Charge polarity-dependent ion-insertion asymmetry during electrochemical doping of an ambipolar π-conjugated polymer

Abstract

Electrochemical doping is central to a host of important applications such as bio-sensing, neuromorphic computing and charge storage. However, the mechanisms that enable electrochemical dopability and the various parameters that control doping efficiencies are poorly understood. Here, employing complementary electrochemical and spectroelectrochemical measurements, we report a charge-polarity dependent ion insertion asymmetry in a diketopyrrolopyrrole-based ambipolar π-conjugated polymer. We argue that electrostatic interactions are insufficient to fully account for the observed charge-specific ion insertion into the polymer matrix. Using polymer side-chain dependent electrochemical doping studies, we show that electron density donating and accepting tendencies of polymer side-chains sufficiently describe the observed charge-polarity dependent electrochemical doping. Our observations are akin to the solvation of dopant ions by polymer side-chains. We propose that Gutmann donor/acceptor number framework qualifies the 'solvent-like' properties of polymer side-chains and provides a rational basis for designing π-conjugated polymers with favorable mixed ionic electronic transport properties.

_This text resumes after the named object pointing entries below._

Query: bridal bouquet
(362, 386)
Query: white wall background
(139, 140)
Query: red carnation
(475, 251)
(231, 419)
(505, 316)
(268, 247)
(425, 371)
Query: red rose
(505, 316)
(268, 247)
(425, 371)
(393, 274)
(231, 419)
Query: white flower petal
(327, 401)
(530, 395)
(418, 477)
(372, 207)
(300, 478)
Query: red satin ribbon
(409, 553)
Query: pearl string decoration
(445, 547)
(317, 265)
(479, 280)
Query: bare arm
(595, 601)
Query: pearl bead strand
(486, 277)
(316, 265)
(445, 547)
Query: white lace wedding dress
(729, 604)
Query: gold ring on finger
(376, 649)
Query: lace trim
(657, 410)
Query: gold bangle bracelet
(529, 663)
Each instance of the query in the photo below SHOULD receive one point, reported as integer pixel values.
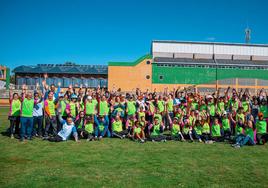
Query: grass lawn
(123, 163)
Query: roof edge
(134, 63)
(205, 42)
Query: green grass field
(123, 163)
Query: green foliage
(123, 163)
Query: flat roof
(215, 43)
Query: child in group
(38, 115)
(50, 115)
(206, 136)
(226, 127)
(80, 123)
(247, 137)
(102, 127)
(14, 113)
(197, 130)
(129, 124)
(88, 130)
(156, 130)
(176, 130)
(117, 128)
(138, 133)
(187, 130)
(27, 116)
(216, 131)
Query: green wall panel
(194, 75)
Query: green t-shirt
(73, 109)
(104, 108)
(63, 108)
(101, 127)
(261, 127)
(216, 130)
(264, 110)
(131, 106)
(170, 105)
(206, 128)
(15, 107)
(238, 130)
(51, 107)
(225, 124)
(27, 108)
(194, 105)
(160, 105)
(245, 105)
(89, 127)
(156, 130)
(90, 108)
(249, 132)
(141, 114)
(137, 130)
(117, 126)
(221, 107)
(175, 129)
(211, 109)
(198, 129)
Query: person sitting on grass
(187, 130)
(226, 126)
(102, 127)
(80, 123)
(176, 130)
(88, 130)
(68, 128)
(14, 113)
(117, 128)
(156, 130)
(247, 137)
(261, 126)
(216, 131)
(197, 130)
(206, 136)
(138, 133)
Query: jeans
(39, 121)
(26, 127)
(243, 140)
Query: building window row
(65, 82)
(215, 66)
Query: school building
(66, 74)
(204, 64)
(4, 77)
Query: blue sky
(98, 31)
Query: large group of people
(179, 114)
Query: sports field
(123, 163)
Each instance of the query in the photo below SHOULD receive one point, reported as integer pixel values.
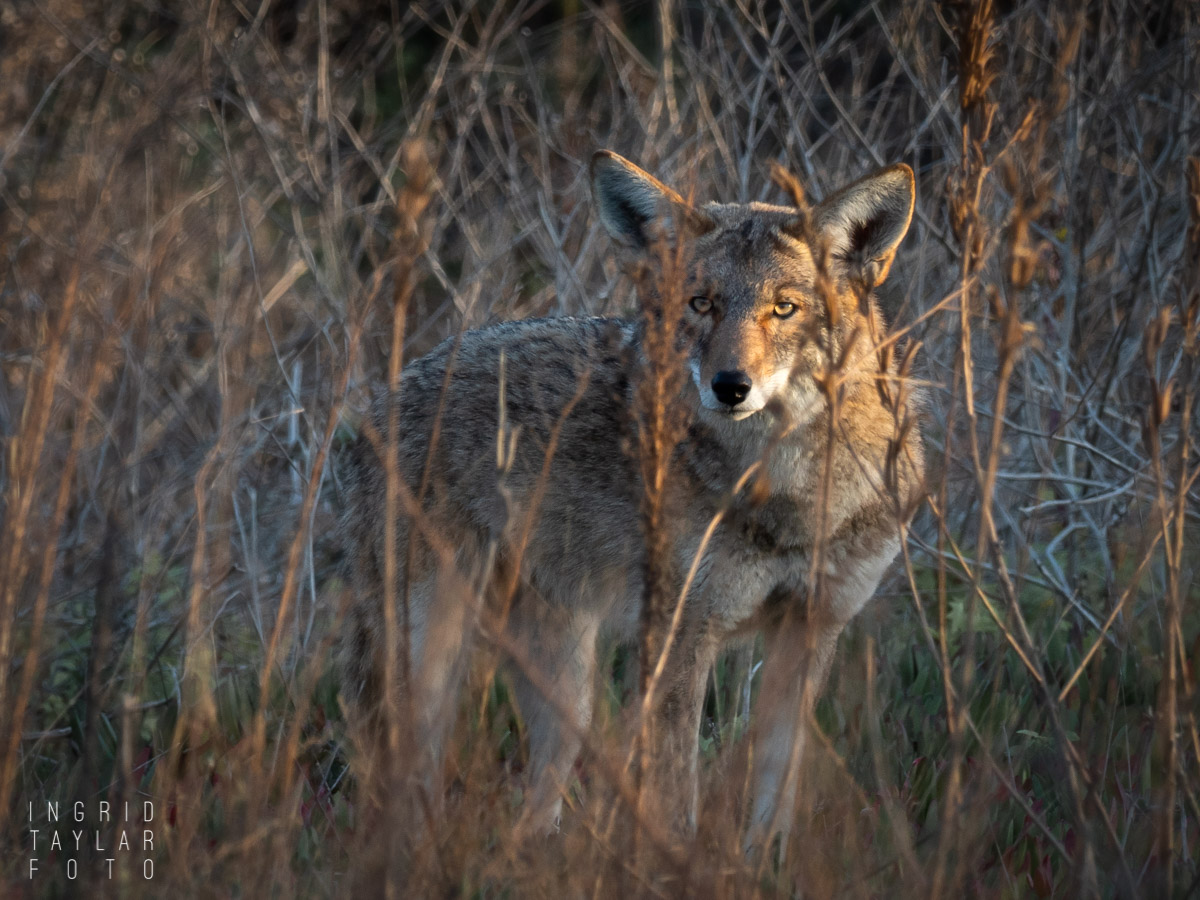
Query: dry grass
(222, 225)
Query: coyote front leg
(797, 658)
(673, 765)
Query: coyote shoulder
(516, 498)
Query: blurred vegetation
(209, 215)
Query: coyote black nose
(731, 388)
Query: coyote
(517, 496)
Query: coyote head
(771, 295)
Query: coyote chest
(505, 475)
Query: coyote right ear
(636, 208)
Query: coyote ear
(636, 208)
(867, 221)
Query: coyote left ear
(636, 208)
(867, 221)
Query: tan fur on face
(517, 447)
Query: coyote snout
(508, 462)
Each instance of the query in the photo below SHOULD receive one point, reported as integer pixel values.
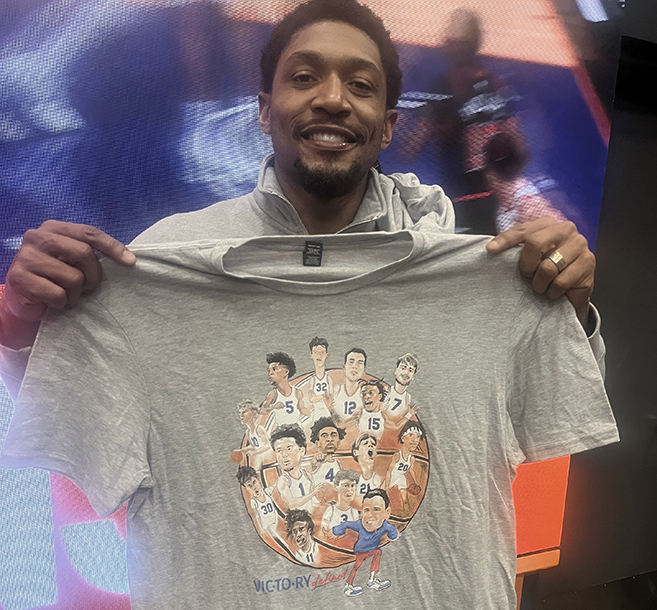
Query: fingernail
(128, 257)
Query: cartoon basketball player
(257, 439)
(372, 528)
(321, 386)
(402, 463)
(295, 485)
(284, 404)
(346, 399)
(326, 435)
(398, 400)
(261, 500)
(364, 451)
(300, 527)
(345, 482)
(372, 418)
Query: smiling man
(153, 429)
(330, 84)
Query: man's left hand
(542, 237)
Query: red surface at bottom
(539, 494)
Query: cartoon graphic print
(334, 463)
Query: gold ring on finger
(557, 258)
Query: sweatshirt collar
(271, 201)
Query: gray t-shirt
(133, 395)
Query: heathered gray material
(143, 408)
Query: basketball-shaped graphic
(322, 449)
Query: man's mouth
(332, 136)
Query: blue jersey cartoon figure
(371, 528)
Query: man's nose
(331, 96)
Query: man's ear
(388, 126)
(264, 105)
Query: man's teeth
(327, 137)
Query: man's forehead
(317, 43)
(374, 502)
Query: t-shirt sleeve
(556, 396)
(12, 367)
(82, 410)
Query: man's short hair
(410, 360)
(250, 405)
(345, 11)
(373, 493)
(245, 474)
(412, 426)
(288, 431)
(378, 384)
(296, 515)
(318, 341)
(359, 441)
(325, 422)
(346, 475)
(356, 350)
(283, 359)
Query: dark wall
(610, 526)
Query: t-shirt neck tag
(312, 254)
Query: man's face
(371, 397)
(277, 373)
(411, 440)
(346, 489)
(254, 487)
(246, 415)
(374, 513)
(404, 373)
(366, 451)
(328, 440)
(327, 112)
(354, 366)
(288, 453)
(319, 355)
(301, 534)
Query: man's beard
(326, 182)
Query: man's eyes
(303, 78)
(362, 86)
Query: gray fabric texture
(391, 203)
(143, 408)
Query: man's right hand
(54, 266)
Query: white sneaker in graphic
(351, 591)
(378, 585)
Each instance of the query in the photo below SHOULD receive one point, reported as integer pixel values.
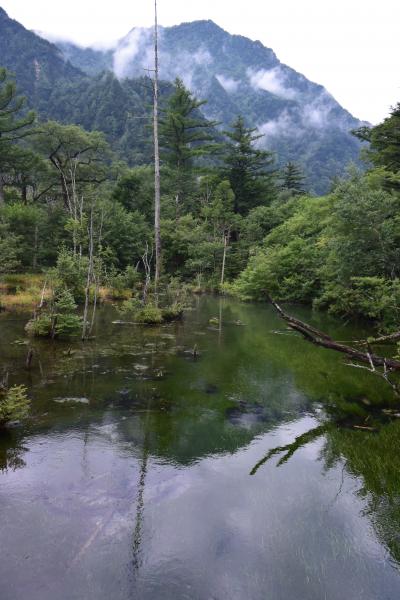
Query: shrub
(60, 319)
(152, 315)
(14, 404)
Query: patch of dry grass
(21, 291)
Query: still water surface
(133, 478)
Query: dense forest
(231, 221)
(106, 91)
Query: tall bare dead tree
(157, 201)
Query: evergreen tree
(185, 135)
(293, 179)
(384, 149)
(248, 169)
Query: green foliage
(9, 254)
(248, 169)
(384, 147)
(287, 266)
(58, 319)
(14, 404)
(70, 273)
(149, 314)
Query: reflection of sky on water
(144, 492)
(208, 530)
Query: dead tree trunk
(157, 193)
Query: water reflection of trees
(373, 458)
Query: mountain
(299, 118)
(108, 90)
(36, 63)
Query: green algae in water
(146, 491)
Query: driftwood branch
(322, 339)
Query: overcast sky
(352, 47)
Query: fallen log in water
(322, 339)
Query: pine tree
(185, 135)
(293, 179)
(248, 169)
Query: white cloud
(230, 85)
(128, 49)
(271, 80)
(283, 125)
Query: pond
(142, 471)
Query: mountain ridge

Fig. 1. 2DPP-OD-TEG-based n- and p-type OECT operation.

a Chemical structure of 2DPP-OD-TEG polymer. b Measurement configuration used for OECT measurements. Typical n-type (c) and p-type (d) OECT transfer characteristics of 2DPP-OD-TEG OECTs measured in 0.1 M aqueous NaCl. Transfer characteristics were measured by scanning the gate voltage at a scan rate of 20 mV/s from 0 to 1.2 V with the drain-source bias voltage (V_DS) set to 0.4 V for n-type and from 0 to −1.2 V at V_DS = −0.4 V for p-type electrochemical doping.

Fig. 2. Anion size dependence for p-type electrochemical doping of 2DPP-OD-TEG.

a Typical p-type OECT transfer characteristics of 2DPP-OD-TEG OECTs measured in 0.1 M aqueous solutions of sodium salts with different anions as mentioned in the plot legend. b Box plot showing I_D,max measured for identical OECTs for insertion of different anions along with plot of mean I_D,max as a function of the ionic radius of the respective inserted anion. Error bars represent standard deviation. c Five cycles of CV at a scan rate of 100 mV/s in electrolytes containing each of the four anions from 0.2 V to V_CV,max corresponding to V_G,max used for OECT measurements in Fig. 2a. d Mean charge under the reductive wave of the CVs and corresponding volumetric doping density. Dashed black lines indicate the charge that would correspond to charging of typical electrostatic double layer (C_EDL = 40 μF/cm²) at respective V_CV,max. Error bars represent standard deviation. For the box plots, center line is median; box limits are 25th and 75th percentiles; whiskers are outliers within 25th and 75th percentile + 1.5x interquartile range; ‘□’ represents mean value; ‘⨯’ represents maximum and minimum values.

Fig. 3. Cation size dependence for n-type electrochemical doping of 2DPP-OD-TEG.

a Typical n-type OECT transfer characteristics of 2DPP-OD-TEG OECTs measured in 0.1 M aqueous solutions of chloride salts with different cations as mentioned in the plot legend. b Box plot showing I_D,max measured for identical OECTs for insertion of different cations along with plot of mean I_D,max as a function of the ionic radius of the respective inserted cation. Error bars represent standard deviation. c Five cycles of CV at a scan rate of 100 mV/s in electrolytes containing each of the four cations. d Volumetric capacitance, C^*_eff estimated from EIS for different cations. For the box plots, center line is median; box limits are 25th and 75th percentiles; whiskers are outliers within 25th and 75th percentile + 1.5x interquartile range; ‘□’ represents mean value; ‘⨯’ represents maximum and minimum values.

Fig. 4. Evolution of UV-vis-NIR absorption spectra of 2DPP-OD-TEG films during electrochemical doping as a function of the applied redox potential.

a UV-vis-NIR spectra collected during p-type electrochemical doping from electrolytes containing different anions at oxidative potentials ranging from 0 V to 1 V in steps of 50 mV. b UV-vis-NIR spectra during n-type electrochemical doping from electrolytes containing different cations at reductive potentials ranging from 0 V to −1.1 V in steps of 50 mV.

Fig. 5. N- and p-type OECTs using 2DPP-OD-HEX, a polymer with all alkyl side-chains.

a Chemical structure of 2DPP-OD-HEX polymer repeat unit. b Mean drain current for p-OECT and n-OECT operation as a function of ionic radii of inserted ions. Error bars represent standard deviation.

Fig. 6. DN and AN values of selected solvents sorted according to their functional groups.

Each family of molecules represents the variation of DN and AN values across different alkyl group sizes. The dotted horizontal and vertical lines represent the DN and AN values of water.